S’informer permet de se mettre à l’écoute de ces récits que notre position possiblement dominante ignore, donc d’accroître une qualité d’écoute attentive permettant de se laisser enseigner à partir de l’expérience subalternisée de la personne concernée plutôt qu’à partir de nos théories ou de nos manuels de psychopathologie. En veillant toutefois à ne pas transformer la séance en un temps d’éducation du ou de la thérapeute par lae client·e (en un cours sur la transidentité par exemple).

Consentir au déjà-là du politique

Paradoxalement, alors que se situer semble une démarche active et engageante, les psy sont déjà toujours situé·e·s, s’expriment et travaillent nécessairement depuis une position socio-politique (femme, homme, non-binaire, blanc·he ou racisé·e, queer, straight, de telle classe sociale…) mais seul·es certain·e·s le reconnaissent – et sont celleux-là même qui sont accusé·es d’idéologies6. Par conséquent, il me semble que se situer, c’est consentir au déjà-là du politique, et non céder à une quelconque idéologie woke, dont sont parfois accusé·es les thérapeutes soucieux·euses de prendre en compte les enjeux de pouvoir intrinsèquement liés à la race, la classe, le genre, l’orientation sexuelle, etc. C’est accepter notre politique relationnelle de thérapeute et celle du ou de la client·e, ainsi que leur interaction dans une relation asymétrique: lae client·e vient dans le cabinet de lae thérapeute7 qui possède un savoir (et on lui attribue une expertise), du pouvoir, des privilèges (celui par exemple de ne pas avoir à se raconter), des zones d’impuissance aussi, et qui rencontre le savoir, les pouvoirs et impuissances de son ou sa client·e. Mais cette asymétrie de la relation ne doit pas nécessairement impliquer une relation de domination : la différence n’a pas à mener à un rapport binaire hiérarchique.
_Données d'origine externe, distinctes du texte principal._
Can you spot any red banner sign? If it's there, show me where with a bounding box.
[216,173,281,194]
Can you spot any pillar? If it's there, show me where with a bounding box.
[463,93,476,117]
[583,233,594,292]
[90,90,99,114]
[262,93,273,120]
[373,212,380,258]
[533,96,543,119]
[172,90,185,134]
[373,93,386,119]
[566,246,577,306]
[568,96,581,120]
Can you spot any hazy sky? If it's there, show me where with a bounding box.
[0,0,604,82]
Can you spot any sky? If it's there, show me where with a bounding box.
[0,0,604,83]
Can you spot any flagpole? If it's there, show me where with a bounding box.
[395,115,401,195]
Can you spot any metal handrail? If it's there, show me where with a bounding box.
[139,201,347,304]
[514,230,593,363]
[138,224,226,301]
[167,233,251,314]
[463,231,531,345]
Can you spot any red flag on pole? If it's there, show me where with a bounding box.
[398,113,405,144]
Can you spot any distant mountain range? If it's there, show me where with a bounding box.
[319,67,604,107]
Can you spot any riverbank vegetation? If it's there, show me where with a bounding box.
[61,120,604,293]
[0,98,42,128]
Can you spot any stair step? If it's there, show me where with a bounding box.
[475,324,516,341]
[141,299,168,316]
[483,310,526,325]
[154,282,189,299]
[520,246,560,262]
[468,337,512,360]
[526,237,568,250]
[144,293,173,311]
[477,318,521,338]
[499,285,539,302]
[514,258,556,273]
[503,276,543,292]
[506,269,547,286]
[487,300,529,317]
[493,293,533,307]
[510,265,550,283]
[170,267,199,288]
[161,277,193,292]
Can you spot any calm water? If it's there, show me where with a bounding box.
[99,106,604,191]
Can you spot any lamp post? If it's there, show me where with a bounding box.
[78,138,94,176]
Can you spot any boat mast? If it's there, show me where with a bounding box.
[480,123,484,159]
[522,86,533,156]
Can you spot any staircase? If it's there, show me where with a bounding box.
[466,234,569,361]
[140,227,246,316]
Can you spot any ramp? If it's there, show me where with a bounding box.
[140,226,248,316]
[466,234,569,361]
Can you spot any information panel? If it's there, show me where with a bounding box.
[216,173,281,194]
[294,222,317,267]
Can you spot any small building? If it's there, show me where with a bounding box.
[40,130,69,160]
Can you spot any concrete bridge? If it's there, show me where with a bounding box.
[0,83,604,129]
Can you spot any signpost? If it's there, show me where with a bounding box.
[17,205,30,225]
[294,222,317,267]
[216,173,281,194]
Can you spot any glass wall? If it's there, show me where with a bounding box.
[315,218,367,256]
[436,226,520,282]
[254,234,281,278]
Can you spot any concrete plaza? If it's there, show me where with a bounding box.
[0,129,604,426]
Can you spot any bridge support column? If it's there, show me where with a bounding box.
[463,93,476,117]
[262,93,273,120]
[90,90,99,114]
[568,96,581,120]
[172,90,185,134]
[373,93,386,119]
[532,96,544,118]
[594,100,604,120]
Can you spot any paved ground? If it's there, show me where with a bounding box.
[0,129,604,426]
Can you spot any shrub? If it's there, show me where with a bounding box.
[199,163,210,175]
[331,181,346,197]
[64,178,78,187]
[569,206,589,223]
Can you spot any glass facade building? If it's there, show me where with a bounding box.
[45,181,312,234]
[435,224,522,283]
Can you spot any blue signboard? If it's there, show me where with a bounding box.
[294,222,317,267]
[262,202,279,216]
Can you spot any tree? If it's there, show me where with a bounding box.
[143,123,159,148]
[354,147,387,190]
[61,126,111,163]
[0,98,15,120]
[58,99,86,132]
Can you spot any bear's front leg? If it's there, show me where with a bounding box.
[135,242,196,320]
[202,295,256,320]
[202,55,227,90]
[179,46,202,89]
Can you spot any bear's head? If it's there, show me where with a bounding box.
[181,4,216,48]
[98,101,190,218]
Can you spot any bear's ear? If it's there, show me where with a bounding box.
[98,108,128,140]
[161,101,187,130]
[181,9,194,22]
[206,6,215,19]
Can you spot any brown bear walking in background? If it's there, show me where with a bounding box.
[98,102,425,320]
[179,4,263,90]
Parvenir à transmettre cette expérience de la différence sans domination dans le cadre thérapeutique peut constituer un acte d’empowerment, un geste politique fragilisant le statu quo, et faire du cabinet cet espace où exercer sa pensée critique sur les effets de pouvoir en partant de son expérience personnelle et de la relation thérapeutique elle-même.

  1. Roxane Chinikar, « Hystériques. Féminisme et santé mentale », in Elsa Dorlin, Feu ! Abécédaire des féminismes présents, Libertalia, 2021, p. 288.
  2. Charles W. Mills, Le Contrat racial, Mémoire d’encrier, 2023 ; Patricia  H., Collins (1990), La Pensée féministe noire. Savoir, conscience et politique de l’emowerment, Payot 2009, notamment l’article « L’épistémologie féministe noire », p.513-552 ; bell hooks (1984) De la marge au centre. Théorie féministe, Paris, Cambourakis, 2021.
  3. bell hooks, op.cit., p.59.
  4. W.E.B. Du Bois (1903), Les Âmes du peuple noir, La Découverte, 2007.
  5. Ibid., p.60.
  6. Thamy Ayouch, « La clinique située dans ses questionnements et ses tensions : dialogue entre trois psys », Solveig Lelaurain et David Fonte (dir.), Épistémologies féministes et psychologie, Hermann, 2024, p.225.
  7. Quoique de nouvelles propositions de dispositifs thérapeutiques viennent bousculer et interroger le cabinet, comme la pratique de la thérapie en visio ou la walking therapy.